# Finally pics with the new wheels!



## Adam (Apr 30, 2002)




----------



## CLSo1A (May 2, 2002)

looking good, lookin good


----------



## Adam (Apr 30, 2002)

The quality isn't that great seeing as how the pics are from a disposable camera, then scanned into the computer, but if you look hard enough in the background you can see the camaro cop that lives in my apt. complex.


----------



## XtremE (Apr 30, 2002)

looks very nice!
it must be a pain to keep them clean


----------



## jingjing (Apr 29, 2002)

Alot better than those tri spoke wheels you had before, lol.


----------



## SentraRacer97 (Apr 30, 2002)

nice rims, they're purdy.......


----------



## NismoXR (May 1, 2002)

I like it. Looks nice and clean. what suspention do you have?


----------



## Adam (Apr 30, 2002)

Gee, thanks a lot jerk....I mean Jingjing  
As for the suspension, these pics are when I just had Eibach pro kits on stock struts, but I've since gotten the AGX's put in.


----------



## MP2050 (May 1, 2002)

Im sure u already know HOW MUCH of a PITA cleaning those wheels is gonna be.

I wish they would develop some type of product that you can put on your rim that would some how act as a shield for your rim. I know it wouldnt keep them looking as good as the day u clean them but just at least limit the amount of dirt and grime that gets on them....

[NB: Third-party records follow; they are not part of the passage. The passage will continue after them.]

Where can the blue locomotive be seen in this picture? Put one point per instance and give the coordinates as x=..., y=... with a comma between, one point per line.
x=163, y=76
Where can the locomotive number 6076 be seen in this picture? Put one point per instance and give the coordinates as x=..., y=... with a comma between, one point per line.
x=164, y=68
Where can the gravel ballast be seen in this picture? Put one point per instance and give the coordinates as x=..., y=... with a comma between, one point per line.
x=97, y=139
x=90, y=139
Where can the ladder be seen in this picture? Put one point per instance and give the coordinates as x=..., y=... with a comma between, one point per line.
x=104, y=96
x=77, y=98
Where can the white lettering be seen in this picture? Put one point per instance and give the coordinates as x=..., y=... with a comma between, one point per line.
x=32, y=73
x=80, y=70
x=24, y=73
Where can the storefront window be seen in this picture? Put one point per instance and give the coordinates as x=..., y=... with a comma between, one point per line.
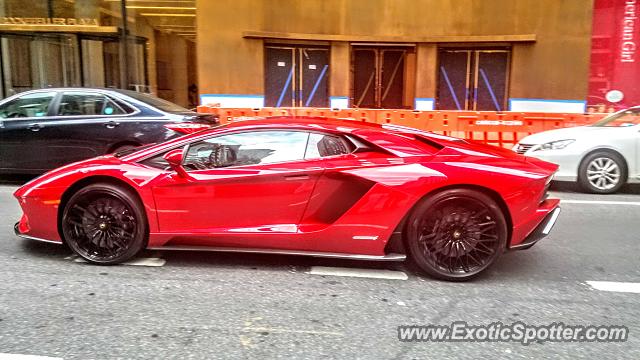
x=66, y=43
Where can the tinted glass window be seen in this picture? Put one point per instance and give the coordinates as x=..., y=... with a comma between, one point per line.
x=87, y=104
x=625, y=118
x=30, y=105
x=321, y=145
x=156, y=102
x=248, y=148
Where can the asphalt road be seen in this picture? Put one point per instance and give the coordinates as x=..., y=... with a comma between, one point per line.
x=207, y=305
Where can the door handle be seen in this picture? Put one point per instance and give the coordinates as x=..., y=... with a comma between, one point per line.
x=297, y=177
x=112, y=124
x=34, y=127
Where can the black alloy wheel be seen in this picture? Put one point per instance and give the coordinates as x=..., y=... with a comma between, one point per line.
x=104, y=224
x=456, y=234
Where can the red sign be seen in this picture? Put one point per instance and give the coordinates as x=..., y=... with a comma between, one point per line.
x=614, y=78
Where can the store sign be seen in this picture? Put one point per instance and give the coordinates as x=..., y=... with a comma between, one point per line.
x=49, y=21
x=615, y=55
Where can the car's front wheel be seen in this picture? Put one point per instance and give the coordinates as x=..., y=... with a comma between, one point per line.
x=456, y=234
x=104, y=224
x=602, y=172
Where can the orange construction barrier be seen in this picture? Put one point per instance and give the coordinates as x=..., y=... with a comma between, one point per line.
x=496, y=128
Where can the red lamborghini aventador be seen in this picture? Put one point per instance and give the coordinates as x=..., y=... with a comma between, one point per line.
x=304, y=186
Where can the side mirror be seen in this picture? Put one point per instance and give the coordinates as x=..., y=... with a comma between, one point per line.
x=174, y=158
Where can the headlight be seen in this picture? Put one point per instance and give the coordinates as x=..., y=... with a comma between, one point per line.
x=556, y=145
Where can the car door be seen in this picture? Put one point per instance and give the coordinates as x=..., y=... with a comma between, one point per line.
x=21, y=120
x=239, y=183
x=85, y=124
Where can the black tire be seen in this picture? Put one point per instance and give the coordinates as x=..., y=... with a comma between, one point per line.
x=602, y=172
x=456, y=234
x=104, y=224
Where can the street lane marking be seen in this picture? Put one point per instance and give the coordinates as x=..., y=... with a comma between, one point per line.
x=600, y=202
x=25, y=357
x=151, y=262
x=615, y=286
x=362, y=273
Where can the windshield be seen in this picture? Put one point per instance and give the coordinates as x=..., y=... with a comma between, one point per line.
x=629, y=117
x=156, y=102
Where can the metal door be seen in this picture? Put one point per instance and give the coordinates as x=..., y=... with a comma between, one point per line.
x=296, y=76
x=378, y=77
x=473, y=79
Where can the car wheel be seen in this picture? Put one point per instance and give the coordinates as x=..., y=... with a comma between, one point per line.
x=456, y=234
x=104, y=224
x=602, y=172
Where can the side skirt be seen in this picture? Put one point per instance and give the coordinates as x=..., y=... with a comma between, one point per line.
x=387, y=257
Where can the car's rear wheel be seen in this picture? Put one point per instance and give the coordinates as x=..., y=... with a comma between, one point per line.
x=602, y=172
x=104, y=224
x=456, y=234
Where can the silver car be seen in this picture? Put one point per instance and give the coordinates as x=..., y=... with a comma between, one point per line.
x=601, y=157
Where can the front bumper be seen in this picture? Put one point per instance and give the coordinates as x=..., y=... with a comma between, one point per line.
x=16, y=230
x=540, y=232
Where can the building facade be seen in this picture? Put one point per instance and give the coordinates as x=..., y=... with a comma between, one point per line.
x=522, y=55
x=427, y=54
x=52, y=43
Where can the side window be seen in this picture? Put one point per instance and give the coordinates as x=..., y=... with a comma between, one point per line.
x=321, y=145
x=249, y=148
x=30, y=105
x=88, y=104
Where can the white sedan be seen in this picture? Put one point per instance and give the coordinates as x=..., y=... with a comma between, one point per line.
x=601, y=157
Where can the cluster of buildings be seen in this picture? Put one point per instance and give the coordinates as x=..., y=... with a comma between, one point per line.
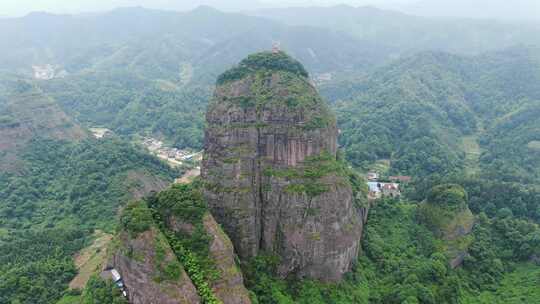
x=390, y=188
x=173, y=155
x=48, y=71
x=100, y=133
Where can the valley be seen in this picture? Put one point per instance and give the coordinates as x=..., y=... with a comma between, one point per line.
x=220, y=157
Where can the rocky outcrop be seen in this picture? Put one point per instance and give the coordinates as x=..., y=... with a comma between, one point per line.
x=447, y=214
x=149, y=268
x=228, y=287
x=270, y=170
x=29, y=114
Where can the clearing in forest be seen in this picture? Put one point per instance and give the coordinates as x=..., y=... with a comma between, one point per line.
x=90, y=259
x=472, y=154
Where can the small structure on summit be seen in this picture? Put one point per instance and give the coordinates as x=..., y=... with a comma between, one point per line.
x=380, y=189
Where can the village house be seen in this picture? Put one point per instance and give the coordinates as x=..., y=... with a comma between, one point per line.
x=400, y=179
x=379, y=189
x=373, y=176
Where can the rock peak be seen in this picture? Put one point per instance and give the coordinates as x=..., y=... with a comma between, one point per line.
x=264, y=61
x=272, y=177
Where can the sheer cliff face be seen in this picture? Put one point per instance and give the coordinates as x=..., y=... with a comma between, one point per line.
x=141, y=260
x=272, y=179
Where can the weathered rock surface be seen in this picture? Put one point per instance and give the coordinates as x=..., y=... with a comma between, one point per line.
x=272, y=179
x=30, y=114
x=229, y=287
x=447, y=214
x=141, y=262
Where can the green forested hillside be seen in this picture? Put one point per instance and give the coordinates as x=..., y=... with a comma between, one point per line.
x=417, y=111
x=408, y=32
x=408, y=99
x=49, y=210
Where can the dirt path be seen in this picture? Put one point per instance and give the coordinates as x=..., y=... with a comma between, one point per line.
x=90, y=259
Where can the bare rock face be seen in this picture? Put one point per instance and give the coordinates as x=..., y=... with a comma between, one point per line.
x=271, y=175
x=229, y=286
x=149, y=268
x=446, y=213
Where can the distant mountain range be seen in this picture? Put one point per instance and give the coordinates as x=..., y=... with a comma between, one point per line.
x=157, y=44
x=490, y=9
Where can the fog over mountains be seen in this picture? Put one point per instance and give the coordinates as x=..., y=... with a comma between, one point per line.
x=517, y=10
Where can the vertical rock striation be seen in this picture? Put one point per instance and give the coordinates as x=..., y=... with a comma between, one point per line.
x=271, y=175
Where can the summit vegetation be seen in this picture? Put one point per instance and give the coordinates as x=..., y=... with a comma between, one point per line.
x=448, y=102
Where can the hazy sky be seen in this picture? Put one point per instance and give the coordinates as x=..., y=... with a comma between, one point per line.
x=23, y=7
x=502, y=9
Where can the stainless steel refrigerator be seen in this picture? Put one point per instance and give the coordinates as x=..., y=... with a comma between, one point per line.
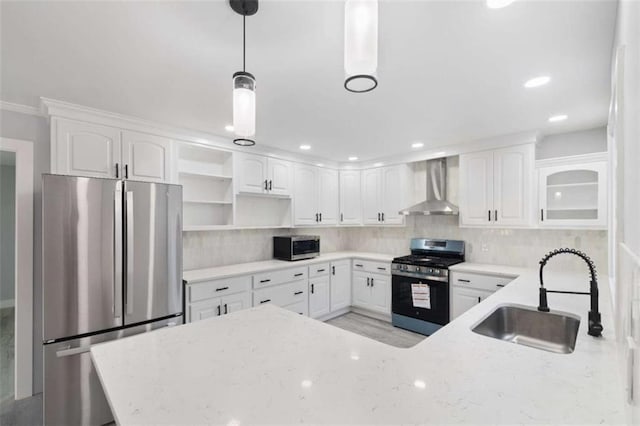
x=112, y=267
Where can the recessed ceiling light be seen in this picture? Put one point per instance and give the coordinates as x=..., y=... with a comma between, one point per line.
x=537, y=81
x=556, y=118
x=498, y=4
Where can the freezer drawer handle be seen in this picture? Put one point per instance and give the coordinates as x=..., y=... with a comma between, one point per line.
x=73, y=351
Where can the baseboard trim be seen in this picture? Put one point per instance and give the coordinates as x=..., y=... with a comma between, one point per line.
x=8, y=303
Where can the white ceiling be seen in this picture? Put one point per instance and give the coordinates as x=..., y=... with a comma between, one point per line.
x=449, y=71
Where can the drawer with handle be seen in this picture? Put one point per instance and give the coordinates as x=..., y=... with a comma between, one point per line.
x=480, y=281
x=301, y=308
x=217, y=288
x=319, y=269
x=371, y=266
x=282, y=295
x=281, y=276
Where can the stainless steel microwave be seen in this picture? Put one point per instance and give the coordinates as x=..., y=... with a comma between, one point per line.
x=296, y=247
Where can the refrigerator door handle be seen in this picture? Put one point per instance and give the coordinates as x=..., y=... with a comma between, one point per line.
x=117, y=248
x=73, y=351
x=128, y=301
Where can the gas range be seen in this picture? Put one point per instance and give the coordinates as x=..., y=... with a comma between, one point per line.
x=420, y=284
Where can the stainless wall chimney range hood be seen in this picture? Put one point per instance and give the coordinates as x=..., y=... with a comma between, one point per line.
x=436, y=202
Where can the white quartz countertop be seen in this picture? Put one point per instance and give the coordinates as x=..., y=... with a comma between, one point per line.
x=197, y=275
x=267, y=365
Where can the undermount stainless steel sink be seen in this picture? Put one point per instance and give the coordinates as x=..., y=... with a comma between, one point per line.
x=524, y=325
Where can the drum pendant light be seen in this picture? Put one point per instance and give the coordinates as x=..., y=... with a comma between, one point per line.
x=360, y=45
x=244, y=84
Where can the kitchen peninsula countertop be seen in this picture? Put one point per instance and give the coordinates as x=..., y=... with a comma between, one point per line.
x=269, y=365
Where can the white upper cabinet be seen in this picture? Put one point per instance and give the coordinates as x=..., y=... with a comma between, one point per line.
x=258, y=174
x=93, y=150
x=305, y=197
x=279, y=173
x=328, y=196
x=384, y=193
x=350, y=198
x=496, y=187
x=146, y=157
x=83, y=149
x=315, y=195
x=573, y=195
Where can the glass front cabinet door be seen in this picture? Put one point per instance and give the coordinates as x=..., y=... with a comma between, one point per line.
x=573, y=196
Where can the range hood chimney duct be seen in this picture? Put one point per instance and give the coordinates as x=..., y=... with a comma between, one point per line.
x=436, y=202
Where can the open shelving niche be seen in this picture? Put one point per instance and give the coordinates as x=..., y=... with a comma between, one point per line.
x=206, y=176
x=210, y=202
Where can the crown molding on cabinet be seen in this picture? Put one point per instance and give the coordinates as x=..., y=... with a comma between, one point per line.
x=53, y=107
x=573, y=159
x=20, y=108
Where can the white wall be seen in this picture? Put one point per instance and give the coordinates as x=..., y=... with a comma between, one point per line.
x=36, y=129
x=7, y=234
x=573, y=143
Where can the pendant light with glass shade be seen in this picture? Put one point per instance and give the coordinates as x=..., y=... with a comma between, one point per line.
x=360, y=45
x=244, y=84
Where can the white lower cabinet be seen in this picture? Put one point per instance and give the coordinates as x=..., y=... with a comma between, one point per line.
x=340, y=285
x=465, y=299
x=372, y=291
x=319, y=296
x=469, y=289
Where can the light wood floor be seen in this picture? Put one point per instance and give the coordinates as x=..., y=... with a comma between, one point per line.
x=377, y=330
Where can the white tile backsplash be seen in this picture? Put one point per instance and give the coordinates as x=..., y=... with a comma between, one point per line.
x=515, y=247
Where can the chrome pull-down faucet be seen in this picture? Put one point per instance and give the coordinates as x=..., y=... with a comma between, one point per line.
x=595, y=324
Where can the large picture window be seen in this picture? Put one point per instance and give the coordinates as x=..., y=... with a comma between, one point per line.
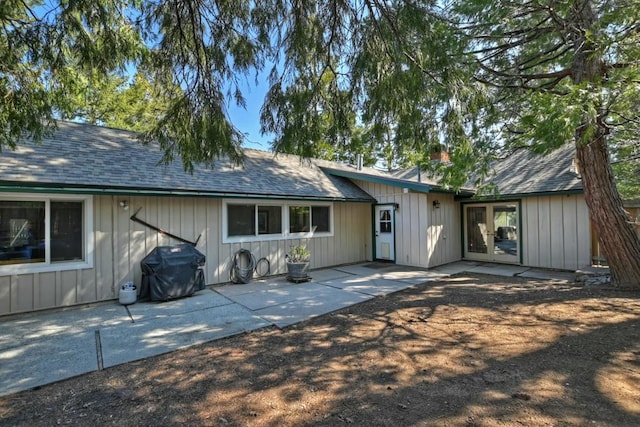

Oh well just a thought......


----------



## samo (Apr 30, 2002)

MP2050 said:


> *I wish they would develop some type of product that you can put on your rim that would some how act as a shield for your rim. *


Wax works pretty well for me.


----------



## NiN_00 (Apr 30, 2002)

i agree with Jay lol..those other ones were hella ghetto


----------



## NiN_00 (Apr 30, 2002)

what kinda wheels are they? and how much you pay for them


----------



## Adam (Apr 30, 2002)

Konig Traffik's $95 apiece from discount tires direct.


----------